Sektor Perdagangan dan Keuangan Terdampak Konflik Rusia-Ukraina
Perang Rusia dan Ukraina berdampak pada dua arah, yakni perdagangan dan keuangan.
Oleh
BENEDIKTUS KRISNA YOGATAMA
·3 menit baca
JAKARTA, KOMPAS — Ketegangan geopolitik Rusia dengan Ukraina berdampak pada dua arah, yakni sektor perdagangan dan pada sektor keuangan. Pemerintah dan pemangku kebijakan ekonomi Indonesia perlu mengambil kebijakan yang tepat untuk mengantisipasi dampaknya sekaligus mempertahankan stabilitas serta tetap mendorong pemulihan ekonomi dalam negeri pascapandemi.
”Ketegangan geopolitik Rusia dengan Ukraina berdampak pada dua arah. Dampak pertama mengarah pada sektor perdagangan dunia, termasuk Indonesia, dan dampak kedua mengarah pada sektor keuangan,” ujar Deputi Gubernur Senior Bank Indonesia (BI) Destry Damayanti dalam diskusi yang dilakukan secara hibrida bertajuk ”Pemulihan Ekonomi Global dan Implikasinya terhadap Indonesia”, Jumat (22/4/2022), di Jakarta.
Ia menjelaskan, dampak ke sektor perdagangan terjadi lantaran terjadi disrupsi rantai pasok global. Konflik itu mengganggu arus perdagangan dunia sehingga terjadi ketidakseimbangan permintaan dan penawaran. Hal ini berdampak pada kelangkaan pasokan barang dan jasa, khususnya komoditas energi dan pangan.
Kelangkaan komoditas itu memicu lonjakan inflasi di sejumlah negara. Saat itulah, timbul dampak ke sektor keuangan. Bank sentral di tiap negara berupaya mengendalikan inflasi dan melakukan normalisasi kebijakan moneter dengan menaikkan suku bunga. Dampaknya, bisa timbul gejolak stabilitas sistem keuangan dan nilai tukar mata uang.
”Kita perlu mengantisipasi dua dampak ini baik dari moneter maupun fiskal. Kebijakan yang diambil harus bisa mempertahankan stabilitas sambil tetap mendorong pemulihan ekonomi nasional,” ujar Destry.
Ia menjelaskan, seperti yang disampaikan Dewan Gubernur BI dalam berbagai kesempatan, kebijakan moneter BI akan mendukung stabilitas. Tidak hanya itu, BI juga akan terus memberikan insentif untuk mendorong pemulihan ekonomi.
Kendati dibayangi dampak-dampak tersebut, Destry meyakini, ketegangan geopolitik Rusia dengan Ukraina itu punya dampak terbatas bagi Indonesia. Sebab, keduanya bukan merupakan mitra dagang utama dan ekonomi Indonesia.
Konflik ini, diakui Destry, bahkan bisa sedikit memberikan keuntungan bagi Indonesia yang diperoleh berupa kenaikan harga komoditas. Kenaikan harga tersebut bisa ikut mengerek naik nilai ekspor Indonesia. Seperti diketahui, Indonesia adalah pengekspor komoditas seperti minyak sawit mentah dan batubara ke dunia.
Tak hanya itu, Destry juga optimistis kondisi ekonomi dalam negeri akan terus membaik. Hal ini tecermin dari makin membaiknya konsumsi rumah tangga dan produktivitas dunia usaha. Selain itu, nilai tukar rupiah juga tetap terjaga dan cadangan devisa dalam posisi mencukupi untuk menjaga stabilitas nilai tukar.

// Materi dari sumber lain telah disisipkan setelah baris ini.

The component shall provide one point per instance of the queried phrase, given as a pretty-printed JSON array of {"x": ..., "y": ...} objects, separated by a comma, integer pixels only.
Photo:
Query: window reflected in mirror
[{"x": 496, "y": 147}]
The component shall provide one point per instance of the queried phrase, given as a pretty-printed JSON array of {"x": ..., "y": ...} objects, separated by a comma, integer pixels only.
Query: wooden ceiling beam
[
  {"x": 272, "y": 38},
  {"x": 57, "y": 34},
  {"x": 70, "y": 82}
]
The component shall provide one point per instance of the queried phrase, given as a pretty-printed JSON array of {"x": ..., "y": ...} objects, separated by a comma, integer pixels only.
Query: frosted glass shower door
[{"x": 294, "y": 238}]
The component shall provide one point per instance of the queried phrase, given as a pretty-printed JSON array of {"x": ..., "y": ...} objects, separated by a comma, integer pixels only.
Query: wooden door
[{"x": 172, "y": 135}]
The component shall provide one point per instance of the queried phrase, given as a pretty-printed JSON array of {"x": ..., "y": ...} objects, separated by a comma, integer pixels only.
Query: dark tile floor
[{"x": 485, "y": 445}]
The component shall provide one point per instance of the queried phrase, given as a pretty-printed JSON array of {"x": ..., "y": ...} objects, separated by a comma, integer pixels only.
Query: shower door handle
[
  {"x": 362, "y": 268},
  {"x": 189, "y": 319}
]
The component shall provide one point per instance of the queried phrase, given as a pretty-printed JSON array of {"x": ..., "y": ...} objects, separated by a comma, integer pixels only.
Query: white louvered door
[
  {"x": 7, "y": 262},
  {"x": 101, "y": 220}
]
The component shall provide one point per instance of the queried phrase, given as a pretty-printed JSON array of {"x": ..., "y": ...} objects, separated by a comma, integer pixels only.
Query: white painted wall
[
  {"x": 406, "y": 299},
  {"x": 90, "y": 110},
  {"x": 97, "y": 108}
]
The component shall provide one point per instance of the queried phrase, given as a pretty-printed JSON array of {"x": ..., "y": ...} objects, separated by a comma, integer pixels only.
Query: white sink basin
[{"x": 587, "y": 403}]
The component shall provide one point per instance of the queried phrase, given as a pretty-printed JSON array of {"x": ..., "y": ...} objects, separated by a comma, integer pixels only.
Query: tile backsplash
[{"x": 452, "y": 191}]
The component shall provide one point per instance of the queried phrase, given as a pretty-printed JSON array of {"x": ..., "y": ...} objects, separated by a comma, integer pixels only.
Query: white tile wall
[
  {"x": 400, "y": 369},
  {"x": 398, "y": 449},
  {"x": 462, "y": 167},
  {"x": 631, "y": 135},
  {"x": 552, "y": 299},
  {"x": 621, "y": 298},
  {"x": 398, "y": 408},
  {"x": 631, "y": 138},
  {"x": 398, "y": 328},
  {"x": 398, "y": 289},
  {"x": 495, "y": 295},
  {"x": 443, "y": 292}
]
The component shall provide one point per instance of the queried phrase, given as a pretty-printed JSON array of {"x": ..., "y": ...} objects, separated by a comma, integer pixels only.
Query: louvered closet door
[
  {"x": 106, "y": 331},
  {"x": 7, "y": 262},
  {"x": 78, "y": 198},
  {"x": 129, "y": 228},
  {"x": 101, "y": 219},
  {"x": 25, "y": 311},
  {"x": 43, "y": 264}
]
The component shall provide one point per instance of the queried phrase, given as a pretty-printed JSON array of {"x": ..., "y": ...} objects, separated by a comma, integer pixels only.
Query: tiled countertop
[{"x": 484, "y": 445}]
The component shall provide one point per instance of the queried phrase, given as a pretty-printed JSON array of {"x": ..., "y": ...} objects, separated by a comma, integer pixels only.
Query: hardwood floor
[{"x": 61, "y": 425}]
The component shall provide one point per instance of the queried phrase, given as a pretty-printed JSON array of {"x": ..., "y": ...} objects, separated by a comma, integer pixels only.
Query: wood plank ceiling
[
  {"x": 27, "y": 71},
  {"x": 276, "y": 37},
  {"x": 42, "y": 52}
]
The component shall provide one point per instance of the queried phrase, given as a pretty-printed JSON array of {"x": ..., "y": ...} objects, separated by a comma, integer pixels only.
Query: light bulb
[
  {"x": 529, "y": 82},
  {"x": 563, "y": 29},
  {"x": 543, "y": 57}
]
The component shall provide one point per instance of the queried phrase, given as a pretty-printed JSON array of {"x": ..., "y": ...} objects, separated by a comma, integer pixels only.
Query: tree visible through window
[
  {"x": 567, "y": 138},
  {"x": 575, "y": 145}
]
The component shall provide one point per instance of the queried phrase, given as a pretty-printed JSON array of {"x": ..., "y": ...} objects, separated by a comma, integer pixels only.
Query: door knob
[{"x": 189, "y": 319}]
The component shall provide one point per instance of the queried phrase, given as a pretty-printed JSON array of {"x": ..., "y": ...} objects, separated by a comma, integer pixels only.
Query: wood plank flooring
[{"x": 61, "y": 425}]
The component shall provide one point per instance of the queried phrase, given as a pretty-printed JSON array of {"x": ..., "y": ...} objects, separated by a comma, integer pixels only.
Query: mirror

Pada diskusi yang sama, ekonom dan Lead Advisor Prospera, Anton H Gunawan, senada dengan Destry juga menyampaikan bahwa perang Rusia dengan Ukraina tidak berdampak luas bagi Indonesia. Meski demikian, Anton mengatakan, Pemerintah Indonesia tetap harus waspada. Selain itu, masih banyak pekerjaan rumah yang perlu diselesaikan.
Ia mengatakan, dari sektor fiskal, pemerintah perlu terus memperkecil defisit Anggaran Pendapatan dan Belanja Negara (APBN) sehingga pada 2023 nilainya bisa berada di bawah 3 persen dari produk domestik bruto (PDB). Di sisi lain, fiskal juga tetap harus berperan sebagai instrumen negara untuk memberikan jaminan sosial berupa subsidi dan bantuan sosial kepada kelompok rentan masyarakat yang perekonomiannya belum pulih karena pandemi.
Upaya pertumbuhan ekonomi juga dibayangi lonjakan inflasi. Kenaikan harga malah bisa jadi penghambat pertumbuhan.